A Quinta Turma do Superior Tribunal de Justiça (STJ) decidiu, por unanimidade, conceder prisão domiciliar à advogada de Araguaína, Elza da Silva Leite, durante julgamento de habeas corpus (HC nº 368510), nesta terça-feira (9), sob a relatoria do ministro Jorge Mussi. O órgão já expediu telegrama judicial ao Tribunal de Justiça do Tocantins comunicando a decisão.

A advogada está presa preventivamente desde o dia 21 de junho de 2016 por suspeitas de integrar organização criminosa destinada ao tráfico de drogas, falsidade ideológica, lavagem de capitais, além de favorecer detentos no Presídio Barra da Grota. Elza está recolhida em uma sala no 2º Batalhão de Polícia Militar de Araguaína.

O habeas corpus foi impetrado pelo advogado criminalista Wendel Araújo de Oliveira. Conforme a decisão do STJ, a prisão domiciliar deve vigorar até o julgamento final do caso pelas instâncias ordinárias.

No mês de março desse ano, o juiz Antônio Dantas, da 2ª Vara Criminal de Araguaína, condenou a advogada a 18 anos de prisão em regime fechado, além do pagamento de multa. O magistrado ainda negou o direito de recorrer em liberdade.

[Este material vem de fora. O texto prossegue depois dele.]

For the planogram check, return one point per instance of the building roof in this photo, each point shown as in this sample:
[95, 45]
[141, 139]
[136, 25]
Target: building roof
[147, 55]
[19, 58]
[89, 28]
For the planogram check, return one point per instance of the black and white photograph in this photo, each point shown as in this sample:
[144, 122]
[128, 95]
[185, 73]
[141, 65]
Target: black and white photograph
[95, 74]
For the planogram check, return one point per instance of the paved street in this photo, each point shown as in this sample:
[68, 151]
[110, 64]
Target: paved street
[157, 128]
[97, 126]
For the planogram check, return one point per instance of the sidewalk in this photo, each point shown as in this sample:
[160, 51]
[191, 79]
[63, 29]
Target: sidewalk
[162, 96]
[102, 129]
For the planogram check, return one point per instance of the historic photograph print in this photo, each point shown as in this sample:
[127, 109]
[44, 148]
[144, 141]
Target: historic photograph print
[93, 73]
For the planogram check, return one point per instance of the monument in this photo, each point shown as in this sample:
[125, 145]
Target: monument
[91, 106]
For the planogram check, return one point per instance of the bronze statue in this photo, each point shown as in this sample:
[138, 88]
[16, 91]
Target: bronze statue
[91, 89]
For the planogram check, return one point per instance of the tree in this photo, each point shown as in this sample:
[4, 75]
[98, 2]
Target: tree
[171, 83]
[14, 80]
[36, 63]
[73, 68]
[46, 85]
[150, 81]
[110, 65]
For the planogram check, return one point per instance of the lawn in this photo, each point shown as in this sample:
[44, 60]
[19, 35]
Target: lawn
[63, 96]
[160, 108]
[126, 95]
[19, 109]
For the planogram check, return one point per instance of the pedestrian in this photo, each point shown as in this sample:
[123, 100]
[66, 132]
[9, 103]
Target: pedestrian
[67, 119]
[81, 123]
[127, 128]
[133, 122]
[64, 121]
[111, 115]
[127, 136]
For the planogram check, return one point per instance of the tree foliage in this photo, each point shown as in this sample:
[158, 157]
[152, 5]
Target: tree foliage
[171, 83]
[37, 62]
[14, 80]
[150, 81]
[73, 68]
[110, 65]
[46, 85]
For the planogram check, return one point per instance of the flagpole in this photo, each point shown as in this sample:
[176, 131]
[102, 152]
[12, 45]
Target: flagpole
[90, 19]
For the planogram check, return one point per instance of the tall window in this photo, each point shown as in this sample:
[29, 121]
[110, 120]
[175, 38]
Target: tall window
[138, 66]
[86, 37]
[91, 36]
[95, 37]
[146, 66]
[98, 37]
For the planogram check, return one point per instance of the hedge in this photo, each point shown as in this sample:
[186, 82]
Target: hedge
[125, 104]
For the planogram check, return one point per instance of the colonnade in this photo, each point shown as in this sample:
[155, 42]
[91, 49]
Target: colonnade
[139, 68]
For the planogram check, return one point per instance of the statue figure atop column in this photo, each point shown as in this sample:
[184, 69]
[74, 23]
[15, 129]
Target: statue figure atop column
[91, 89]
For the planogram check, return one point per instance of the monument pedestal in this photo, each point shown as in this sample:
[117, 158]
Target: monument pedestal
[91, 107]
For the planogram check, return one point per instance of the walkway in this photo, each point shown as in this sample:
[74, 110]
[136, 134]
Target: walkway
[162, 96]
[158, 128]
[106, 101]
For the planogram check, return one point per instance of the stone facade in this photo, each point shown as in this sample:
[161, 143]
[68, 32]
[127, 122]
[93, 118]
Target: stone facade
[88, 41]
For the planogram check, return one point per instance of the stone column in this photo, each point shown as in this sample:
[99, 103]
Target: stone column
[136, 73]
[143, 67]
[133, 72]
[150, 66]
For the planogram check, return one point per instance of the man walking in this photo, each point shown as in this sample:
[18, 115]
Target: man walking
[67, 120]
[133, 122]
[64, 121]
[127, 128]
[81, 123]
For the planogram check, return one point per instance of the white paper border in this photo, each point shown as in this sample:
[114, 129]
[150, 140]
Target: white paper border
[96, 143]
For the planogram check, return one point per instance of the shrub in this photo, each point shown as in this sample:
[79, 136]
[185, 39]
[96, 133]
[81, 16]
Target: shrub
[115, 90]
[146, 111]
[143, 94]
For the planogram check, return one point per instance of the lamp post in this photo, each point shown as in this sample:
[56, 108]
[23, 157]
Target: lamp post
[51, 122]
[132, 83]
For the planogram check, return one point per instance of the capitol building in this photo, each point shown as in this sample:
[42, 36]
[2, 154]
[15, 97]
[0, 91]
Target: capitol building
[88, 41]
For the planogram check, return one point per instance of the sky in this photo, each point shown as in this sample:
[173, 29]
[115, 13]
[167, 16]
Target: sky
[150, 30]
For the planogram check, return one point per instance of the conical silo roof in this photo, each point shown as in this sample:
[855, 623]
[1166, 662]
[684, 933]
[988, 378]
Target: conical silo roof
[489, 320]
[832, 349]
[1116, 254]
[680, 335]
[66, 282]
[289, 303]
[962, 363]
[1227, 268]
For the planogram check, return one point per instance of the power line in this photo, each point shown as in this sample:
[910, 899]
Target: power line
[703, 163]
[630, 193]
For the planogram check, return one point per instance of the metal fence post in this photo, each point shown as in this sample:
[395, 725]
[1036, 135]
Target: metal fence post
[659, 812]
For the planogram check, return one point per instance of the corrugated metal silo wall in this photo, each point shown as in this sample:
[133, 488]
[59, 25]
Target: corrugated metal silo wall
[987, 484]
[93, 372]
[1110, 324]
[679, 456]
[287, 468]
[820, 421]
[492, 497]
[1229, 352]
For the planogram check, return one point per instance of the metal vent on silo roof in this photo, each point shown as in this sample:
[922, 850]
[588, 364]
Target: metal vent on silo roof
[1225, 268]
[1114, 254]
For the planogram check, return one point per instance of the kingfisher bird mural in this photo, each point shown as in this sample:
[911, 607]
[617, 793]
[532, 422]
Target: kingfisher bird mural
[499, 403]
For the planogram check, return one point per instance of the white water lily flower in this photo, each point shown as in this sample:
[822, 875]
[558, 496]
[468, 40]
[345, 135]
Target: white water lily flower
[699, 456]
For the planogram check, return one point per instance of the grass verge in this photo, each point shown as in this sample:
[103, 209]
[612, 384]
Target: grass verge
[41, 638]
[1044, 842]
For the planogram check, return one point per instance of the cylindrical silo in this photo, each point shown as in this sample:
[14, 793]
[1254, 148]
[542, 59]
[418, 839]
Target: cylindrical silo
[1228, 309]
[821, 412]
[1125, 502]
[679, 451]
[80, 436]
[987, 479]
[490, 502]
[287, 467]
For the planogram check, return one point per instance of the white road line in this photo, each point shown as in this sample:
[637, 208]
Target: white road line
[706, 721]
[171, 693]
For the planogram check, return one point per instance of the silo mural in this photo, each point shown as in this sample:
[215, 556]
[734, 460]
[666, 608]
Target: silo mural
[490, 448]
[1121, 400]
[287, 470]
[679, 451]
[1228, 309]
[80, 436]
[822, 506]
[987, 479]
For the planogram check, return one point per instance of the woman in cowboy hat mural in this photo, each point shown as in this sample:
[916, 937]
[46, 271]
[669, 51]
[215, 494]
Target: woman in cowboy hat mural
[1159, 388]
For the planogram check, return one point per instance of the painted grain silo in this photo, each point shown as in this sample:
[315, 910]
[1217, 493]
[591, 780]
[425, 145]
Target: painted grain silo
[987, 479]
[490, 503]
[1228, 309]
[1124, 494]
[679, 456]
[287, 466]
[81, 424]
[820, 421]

Conforme a sentença, a advogada movimentava contas bancárias de dois detentos do Presídio Penal Barra da Grota, usadas para operações de compra, venda e distribuição de entorpecentes, e fazia saques frequentemente “em favor de esposas e companheiras dos detentos e de outros comparsas”. Ela ainda teria vendido moedas estrangeiras – dólar, euro, pesos argentinos – roubadas de casa de câmbio localizada em Anápolis (GO).

A advogada também teria falsificado certidões de união estável dos detentos e mulheres, facilitando as visitas e possibilitando a entrada de drogas.

Entenda

Elza foi presa em junho do ano passado quando atendia um cliente no Presídio Barra da Grota, durante operação Fênix deflagrada pela DEIC. No total, os policiais civis cumpriram 12 mandados contra suspeitos de integrar organização criminosa especializada em tráfico de drogas.